Ogni certezza, individuale e collettiva, è stata ed è messa in discussione. Oggi non abbiamo bene l’idea del futuro che ci aspetta. Che non sia più il mondo del 2007 è evidente. Che non sia stato facile attraversare questi anni altrettanto chiaro. E Rimini li ha attraversati per intero, comunità in cammino.
L’etimologia ci spiega bene la sostanziale differenza tra civitas e urbs. Se la seconda definisce la città come complesso di edifici e mura, civitas (che è etimo di cittadinanza) indica non tanto l’agglomerato urbano ma sottolinea il valore obiettivo dell’esistenza di una comunità.
Il Consiglio comunale di Rimini dichiara ‘cittadino di Rimini’ Sua Eccellenza, Monsignor Francesco Lambiasi, in segno di sincero ringraziamento e nel senso di una originale etimologia.
Francesco è, dal 2007, riminese vero, coerente con l’idea di una Chiesa che definisce il suo compito nella completezza di ‘parte sociale’.
E’ una Chiesa che non si accontenta del pulpito.
La sintesi perfetta la fa Papa Francesco: non ci è concesso guardare la realtà dal balcone, né possiamo rimanere comodamente seduti sul divano a vedere il mondo che passa davanti a noi in Tv.
E’ lì, ben visibile, la coerenza dell’operato di Sua Eccellenza, Monsignor Lambiasi, nella sua stagione riminese. Pastorale, educata, determinata, ostinata. Ci sostiene anche qui l’etimologia: vescovo è colui che veglia.
Conoscete il tag cloud o nuvola di etichette? E’ quel processo per cui di un articolo o un discorso vengono rappresentati con dimensioni differenti i termini più ricorrenti. Ho applicato questo schema a tre ‘discorsi alla città’, pronunciati in anni diversi da Sua Eccellenza Lambiasi durante la festa del patrono cittadino San Gaudenzo.
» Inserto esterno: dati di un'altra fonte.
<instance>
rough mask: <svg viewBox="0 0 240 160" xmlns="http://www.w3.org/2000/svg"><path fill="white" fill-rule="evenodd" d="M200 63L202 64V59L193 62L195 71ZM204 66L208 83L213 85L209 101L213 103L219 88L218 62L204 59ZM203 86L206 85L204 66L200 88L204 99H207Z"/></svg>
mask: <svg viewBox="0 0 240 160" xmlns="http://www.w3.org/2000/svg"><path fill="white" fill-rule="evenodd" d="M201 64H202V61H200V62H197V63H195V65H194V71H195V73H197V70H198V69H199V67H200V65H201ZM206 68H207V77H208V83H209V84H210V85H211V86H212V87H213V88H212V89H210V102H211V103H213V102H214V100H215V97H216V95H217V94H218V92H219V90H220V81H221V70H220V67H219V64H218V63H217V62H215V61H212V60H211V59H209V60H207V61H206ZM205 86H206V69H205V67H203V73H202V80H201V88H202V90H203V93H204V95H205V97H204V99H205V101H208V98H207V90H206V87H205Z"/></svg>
Nel primo, datato ottobre 2016, i vocaboli con il carattere più evidente, e quindi più frequenti, erano ‘richiedenti asilo’, ‘solidarietà’, ‘ciascuno’, ‘autentici’, ‘accoglienza’. Nel 2020, il messaggio a Rimini evidenziava in particolare le parole ‘buon samaritano’, ‘fraternità’, ‘parola’, ‘bene comune’, ‘politica’.
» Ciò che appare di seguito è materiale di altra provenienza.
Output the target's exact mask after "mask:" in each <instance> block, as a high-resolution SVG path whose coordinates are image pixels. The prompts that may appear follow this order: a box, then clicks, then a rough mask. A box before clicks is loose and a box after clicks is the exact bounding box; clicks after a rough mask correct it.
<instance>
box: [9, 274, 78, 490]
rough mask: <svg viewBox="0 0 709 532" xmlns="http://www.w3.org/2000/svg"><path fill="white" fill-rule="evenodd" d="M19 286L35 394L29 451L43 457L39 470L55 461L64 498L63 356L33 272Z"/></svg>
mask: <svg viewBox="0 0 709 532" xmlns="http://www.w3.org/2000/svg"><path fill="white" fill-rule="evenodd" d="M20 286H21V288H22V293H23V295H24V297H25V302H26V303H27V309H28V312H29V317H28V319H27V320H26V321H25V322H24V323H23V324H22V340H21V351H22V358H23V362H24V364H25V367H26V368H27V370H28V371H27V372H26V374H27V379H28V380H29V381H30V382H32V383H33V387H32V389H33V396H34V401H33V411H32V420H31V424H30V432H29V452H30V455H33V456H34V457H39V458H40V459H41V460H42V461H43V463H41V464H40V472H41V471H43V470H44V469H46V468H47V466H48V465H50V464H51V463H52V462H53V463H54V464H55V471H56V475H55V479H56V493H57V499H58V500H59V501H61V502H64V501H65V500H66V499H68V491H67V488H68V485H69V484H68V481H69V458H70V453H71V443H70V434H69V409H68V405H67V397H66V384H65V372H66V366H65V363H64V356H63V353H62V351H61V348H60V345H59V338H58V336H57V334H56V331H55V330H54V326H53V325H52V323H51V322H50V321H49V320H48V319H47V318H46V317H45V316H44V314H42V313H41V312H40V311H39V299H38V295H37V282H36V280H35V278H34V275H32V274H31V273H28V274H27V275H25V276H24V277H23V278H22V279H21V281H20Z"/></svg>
Nell’ultimo, di pochi mesi fa, spiccavano ‘comunità cristiana’, ‘popolo’, ‘camminare insieme’.
La giusta evoluzione del discorso durante gli anni di un feroce cambiamento di assetti mondiali consolidati (dalla crisi economica al lockdown che ha sconvolto il mondo e le vite) non fa perdere di un millimetro la coerenza del ‘pastore che veglia’ sulla comunità.
Il Vescovo Francesco ha imboccato due direzioni né banali né scontate. Ha riconosciuto, spesso anche in anticipo rispetto alle istituzioni secolari, alcune esperienze, laiche e ‘dal basso’ che hanno segnato un passo in avanti nel consolidamento del tessuto sociale e solidale della comunità riminese (penso, ad esempio, a Casa Don Gallo). Quindi non ha mai smesso per un attimo di sollecitare la politica all’impegno e all’altruismo, da considerare come componenti principali e non accessorie della propria attività o missione.
Spesso don Oreste Benzi diceva: ‘Una Chiesa che non si schiera, si schiera con i più forti’. Non solo la Chiesa ma una società intera che non si schiera, perde il senso vero di se stessa.
In tanti, in troppi, nell’ultimo ventennio hanno preferito salire sul carro della demagogia e del ‘la politica fa schifo’.
Richiamare i valori della tensione al bene comune e a forme di fratellanza e comunanza che superino le strette logiche dell’appartenenza e degli schieramenti partitici è, di converso, la risposta migliore alla ricerca ossessiva, generica e premeditata dello sfascio dell’impegno nella cosa pubblica.
Ho richiamato poco fa la figura di don Oreste Benzi. Trovo personalmente qualcosa più di una coincidenza il ‘passaggio di testimone’ dell’anno 2007 allorché la scomparsa del sacerdote ‘servo di Dio’ avvenne nelle stesse settimane della nomina di Francesco Lambiasi a vescovo della Diocesi Rimini. Una Chiesa aperta, che si definisce nell’incontro, che parte e giunge alla persona, non cercando in essa una impossibile corrispondenza al canone o a un feticcio ideologico ma comprendendola con carità sino in fondo e per questo accettarla anche nei suoi errori. ‘L’uomo non è il suo errore’, scriveva appunto don Oreste.
Con questa cittadinanza onoraria, la comunità riminese desidera ringraziarLa, Vescovo Francesco, con le forme previste dalla cerimonia non solo per il quanto fatto in 15 anni di episcopato a servizio della Chiesa e della fede.
Desidera ringraziarLa per l’eredità e il messaggio che ci dona, che la realtà è miglior se vissuta senza alcun pregiudizio piuttosto che semplicemente guardata dall’alto e giudicata.
Lei, e concludo, non è da oggi cittadino di Rimini. Lo è sempre stato e sempre sarà riminese.
Grazie a nome di tutta la nostra comunità.